El inevitable monólogo
La forma monólogo abunda hasta rebalsar en Buenos Aires. Un sentido figurado solía expresar la saturación de obras de pequeño formato en nuestra ciudad diciendo: “levantás una piedra y hay una obra de teatro”. A esta altura, agregaría: sacudís las obras y caen monólogos.

Hace más de un año, tras ver una reposición de la notable y tierna Harina¸de Carolina Tejeda y Román Podolsky, me atreví a exponer la vigencia de esta forma teatral discutiendo a aquellos que la juzgaban perimida (el artículo Daulte Ex Machina puede leerse haciendo click aquí); también revisaba allí las distintas variantes formales de un actor que habla solo en el escenario, o que dialoga sin interlocutor: la simple versión a público, confesional casi siempre (Harina, Apenas el fin del mundo) o renovada por el uso de la retórica de la declamación al auditorio (Open House, Mujeres en el Baño); la frontera realista del interlocutor silencioso (La Gracia, La más fuerte), su clásica variante telefónica (Sucio, La voz humana), la enunciación poética, rítmica (Los sensuales, La ira de Dios), o la reivindicación de la narrativa oral, una fuente primordial que se reteatraliza (Medio Pueblo) y se acopla a dispositivos imprevistos (Rodando).

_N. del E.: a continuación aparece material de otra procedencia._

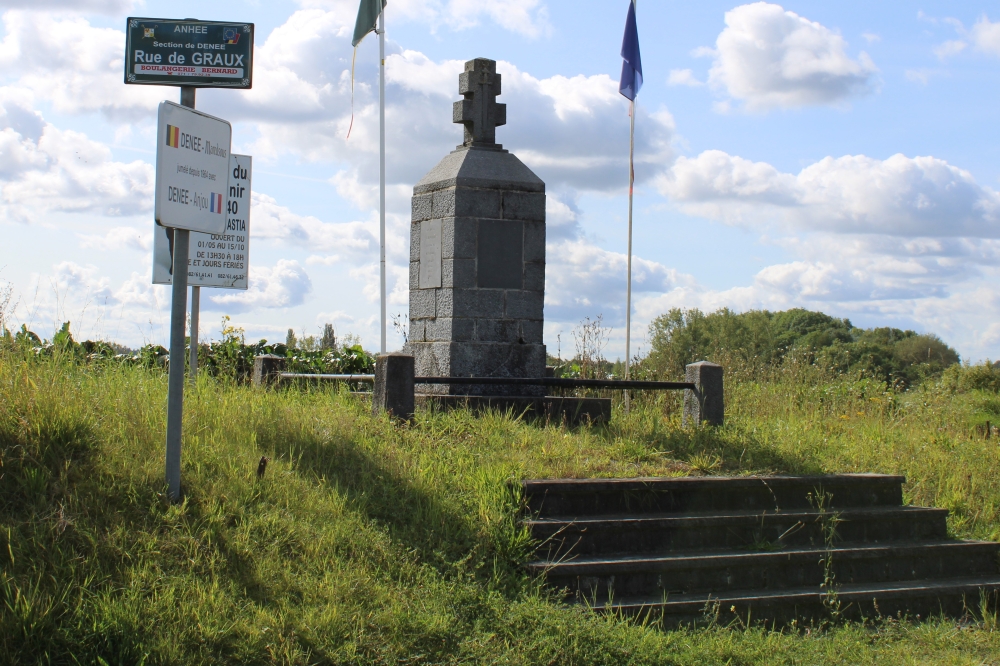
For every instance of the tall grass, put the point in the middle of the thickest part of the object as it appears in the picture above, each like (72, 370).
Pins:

De entonces a esta parte, se agregó el monólogo ritual: Rosa Mística, Revelación y, aquí y ahora, Es Inevitable.

El esplendor
Los videos de Diego Casado Rubio son el esplendor. Puedo incluso describirlos, puedo anticipar y saber que un cuadro se convierte en mar, que un blanco saturado se trasforma en rostro, apenas visible, en su blanca palidez. Y sin embargo, los vería otra vez. Los veré y serán otra cosa. Ya en El Anatomista, como efecto no buscado, sus videos competían y ganaban a la escena, devaluándola. Aquí, en un espectáculo más conciente de su utilización, video y cuerpo real se equilibran y se comentan.

Pantalla y muerte
Teatro es ese hecho vivo que se realiza en vivo; el video es una reproducción técnica. El playback, que suena mucho mejor que la voz real del cantante, no puede no sentirse como una devaluación de la performance: no por su calidad sino por su falta de presente. El presente es temblor y es error: el temblor y la torpeza de la vida. En la otra punta, la perfección -la completud- de una película, de una imagen, de una fotografía, son la plástica, la huella, la no persona.

La virtud del espectáculo de Diego Casado Rubio es la de hacer de estos opuestos, complementos: el espectáculo, en vivo, habla también de la muerte. Y lo hace desde la cualidad formal, que es competencia del arte.